As an historian who works in academe, and who has now published three edited books, it has become obvious that the edited book is undervalued as part of ‘research output’. Published research is subject to a sea of acronyms – HERDC, ERA, IRMA – and reduced to a numerical classification: ‘1’ for a journal article, ‘5’ for a sole-authored book. What is the number for an edited book? That would be zero. Well, a ‘1’ for each chapter authored, but there is no classification for coordination of the project – that is, no numerical recognition for much of the six years of work. In universities, things like workloads and research funding are tied to these acronyms and numbers.
Why then bother once, let alone three times, you might ask. Editing a book is hard work. You need to locate willing contributors, replace those who leave along the way, find a way to evict those who do not produce quality work by the very, very last deadline. You need to put in applications for funding to run workshops or attend conferences (the e-world might be useful for much of the time, but nothing beats brainstorming minds physically gathered in a room). You need to submit book proposals, find expert readers for every chapter, go through several rounds of editing (I have a minimum of three). Chase up AWOL contributors. Let alone write your own chapter/s and introduction, decide on the order of chapters (and should we have sections?), put together title pages, dividers, contributor notes, contents page, the index, lists of figures and tables, references. Find photos for the cover, check permissions and copyright. Format all of this consistently, fill in endless forms. Negotiate with publishers and check the work of copyeditors.
Phew!
And yet I find it such a rewarding experience, both in the course of the collating and that moment when you proudly hold the completed, beautiful product in your hand. Japan as the Occupier and the Occupied was a transnational and multidisciplinary project, with contributors from Japan, Southeast Asia and Australia.
As editors you are able to present readers a broader view of the topic from a variety of expert scholars with different backgrounds, foci and perspectives, yet with much greater coherence and depth than a journal issue. Your own work grows and develops through contact with others you might not otherwise have met. And you make friends across the country and globe that may even lead to future research collaborations. It is about being part of a project that is greater than oneself.
My fear is that without some form of recognition amongst the acronyms and numbers, the edited book will lose favour, its journey will end and we might talk of a pre and a post-edited book world. That would be a great intellectual loss indeed.

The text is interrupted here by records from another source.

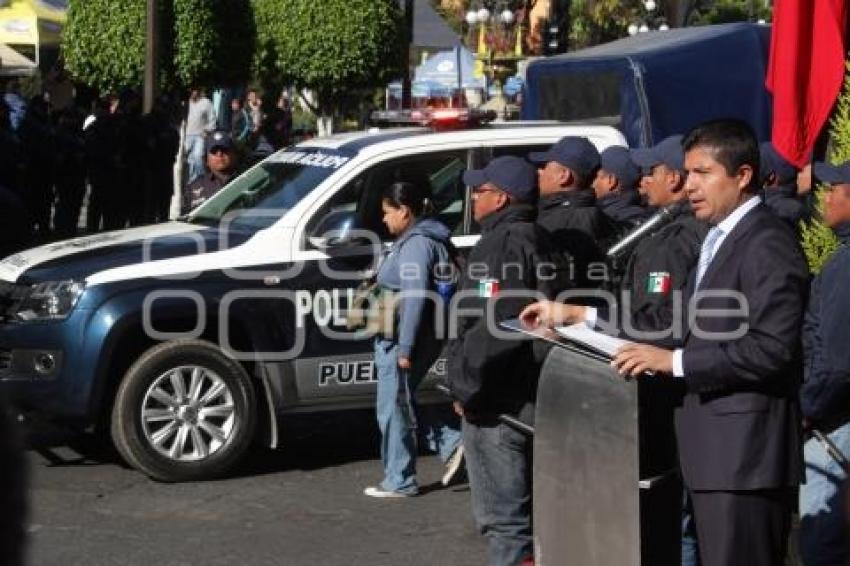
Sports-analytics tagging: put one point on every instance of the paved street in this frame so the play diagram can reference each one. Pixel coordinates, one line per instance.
(301, 504)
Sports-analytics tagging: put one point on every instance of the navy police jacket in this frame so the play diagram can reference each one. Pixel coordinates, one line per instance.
(507, 270)
(825, 395)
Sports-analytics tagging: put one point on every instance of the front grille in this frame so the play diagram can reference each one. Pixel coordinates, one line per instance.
(5, 360)
(10, 296)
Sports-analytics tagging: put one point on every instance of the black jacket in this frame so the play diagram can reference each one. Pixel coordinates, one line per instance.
(739, 424)
(657, 270)
(624, 208)
(784, 202)
(492, 374)
(825, 395)
(577, 228)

Congratulations, Christine. The PHA is proud to have members such as yourself who do such significant work. There needs to be a campaign to have the work of editing such a compilation appropriately recognised in academia.
Thanks Pauline!
This is a thought provoking post Christine. You have opened my eyes by explaining the value to historians involved in producing the edited book, both in terms of advancing the knowledge in a particular area, but also encouraging collegiality among researchers. The latter is valuable but difficult to measure but it sounds like the production of an edited book would be a good measure for that.
As a reviewer of histories for people interested in history, but who are not necessarily historians, I have avoided reviewing edited collections. This is because I have assumed that this form is generally one for a scholarly audience. Do you think that this is an erroneous assumption on my part? Do you think that some of these type of books could become cross-over publications and develop deeper public discourse on certain topics?
Great comments Yvonne. I think that quite a number of edited books would be too specialised or too theoretical for many readers outside of the area. I also think there needs to be a more general discussion of the meaning of impact in academic circles – do we just want to talk to each other, or do we want to engage with the general public? I definitely think there needs to be more of the latter. But until it is recognised as ‘legitimate’ scholarship, it is unlikely to happen.
My Dad read this edited book – and *said* he enjoyed it. But I guess he has to, doesn’t he!?
Christine, congratulations and thank you for taking on the often thankless task of putting together an edited collection. These collections are not only valuable additions to historical discourse on a range of subjects and themes but are often a great way for young historians and early career researchers to get their work published for the first time. This goes for young academics and researchers as well as for professional and public historians.
Good work and keep it up.
Thanks Mark. Yes, you are right. I always try to have at least one early career researcher in my collections – and this one is no exception.